With two older brothers, it initially seemed unlikely Nicholas would ever become tsar. However, as Alexander and Constantine both failed to produce legitimate sons, Nicholas remained likely to rule one day.
In 1825, when Alexander I died suddenly of typhus, Nicholas was caught between swearing allegiance to his brother as the new Emperor Constantine and accepting the throne for himself.
Grand Duke Constantine Pavlovich was the heir-presumptive for most of his elder brother Alexander I’s reign.

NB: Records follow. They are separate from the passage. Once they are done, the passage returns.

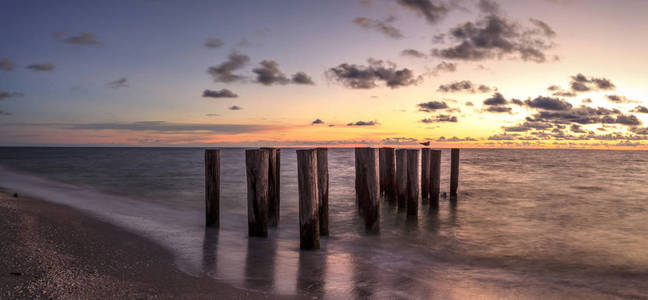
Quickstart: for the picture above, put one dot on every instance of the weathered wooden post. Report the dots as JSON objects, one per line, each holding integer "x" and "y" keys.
{"x": 273, "y": 185}
{"x": 367, "y": 187}
{"x": 425, "y": 175}
{"x": 401, "y": 177}
{"x": 322, "y": 186}
{"x": 257, "y": 165}
{"x": 309, "y": 231}
{"x": 454, "y": 172}
{"x": 412, "y": 181}
{"x": 212, "y": 188}
{"x": 388, "y": 164}
{"x": 435, "y": 178}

However, he had secretly renounced his claim to the throne in 1823 although this information was not widely known, it was especially unknown to the court. Therefore, for 25 days after the death of Alexander I, from December 1, 1825 to December 26, 1825 he was known as His Imperial Majesty Constantine I, Emperor and Sovereign of Russia, although he never reigned and never actually acceded to the throne.

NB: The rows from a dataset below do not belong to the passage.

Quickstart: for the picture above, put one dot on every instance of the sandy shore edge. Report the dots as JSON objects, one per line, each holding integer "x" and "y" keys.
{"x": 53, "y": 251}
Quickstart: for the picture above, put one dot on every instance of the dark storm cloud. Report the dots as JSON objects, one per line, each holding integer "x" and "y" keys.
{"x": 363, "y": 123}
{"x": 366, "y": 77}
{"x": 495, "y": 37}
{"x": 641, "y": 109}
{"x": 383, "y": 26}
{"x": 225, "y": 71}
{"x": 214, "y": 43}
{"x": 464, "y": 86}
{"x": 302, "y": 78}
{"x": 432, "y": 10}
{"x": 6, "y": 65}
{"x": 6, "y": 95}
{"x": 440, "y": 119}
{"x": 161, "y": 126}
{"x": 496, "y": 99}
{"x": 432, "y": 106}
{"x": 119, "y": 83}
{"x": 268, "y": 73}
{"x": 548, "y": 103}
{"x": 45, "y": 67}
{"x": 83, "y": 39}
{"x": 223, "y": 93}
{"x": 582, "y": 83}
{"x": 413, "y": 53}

The interregnum lasted until Constantine, who was in Warsaw at that time, confirmed his refusal of the Imperial Crown.
Additionally, on December 25, Nicholas issued the manifesto proclaiming his accession to the throne. That manifesto retroactively named December 1, the date of Alexander I’s death, as the beginning of his reign. During this confusion, a plot was hatched by some members of the military to overthrow Nicholas and seize power.
While some of the army had sworn loyalty to Nicholas, a force of about 3,000 troops tried to mount a military coup in favour of Constantine. The rebels, although weakened by dissension between their leaders, confronted the loyalists outside the Senate building in the presence of a large crowd.

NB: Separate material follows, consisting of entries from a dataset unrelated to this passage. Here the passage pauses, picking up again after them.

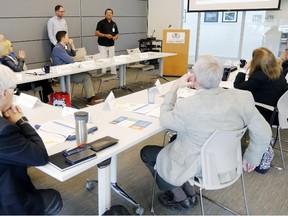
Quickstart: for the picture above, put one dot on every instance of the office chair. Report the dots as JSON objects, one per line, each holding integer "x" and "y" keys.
{"x": 34, "y": 89}
{"x": 80, "y": 54}
{"x": 97, "y": 75}
{"x": 282, "y": 110}
{"x": 217, "y": 160}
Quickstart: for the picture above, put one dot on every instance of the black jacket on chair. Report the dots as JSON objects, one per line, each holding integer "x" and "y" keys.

In the confusion, the Emperor’s envoy, Mikhail Miloradovich, was assassinated. Eventually, the loyalists opened fire with heavy artillery, which scattered the rebels. Many were sentenced to hanging, prison, or exile to Siberia. The conspirators became known as the Decembrists.
Having experienced the trauma of the Decembrist Revolt on the very first day of his reign, Nicholas I was determined to restrain Russian society. The Third Section of the Imperial Chancellery ran a huge network of spies and informers with the help of Gendarmes. The government exercised censorship and other forms of control over education, publishing, and all manifestations of public life.
He appointed Alexander Benckendorff to head this Chancellery. Benckendorff employed 300 gendarmes and 16 staff in his office. He began collecting informers and intercepting mail at a high rate. Soon, because of Benckendorff, the saying that it was impossible to sneeze in one’s house before it is reported to the emperor, became Benckendorff’s creed.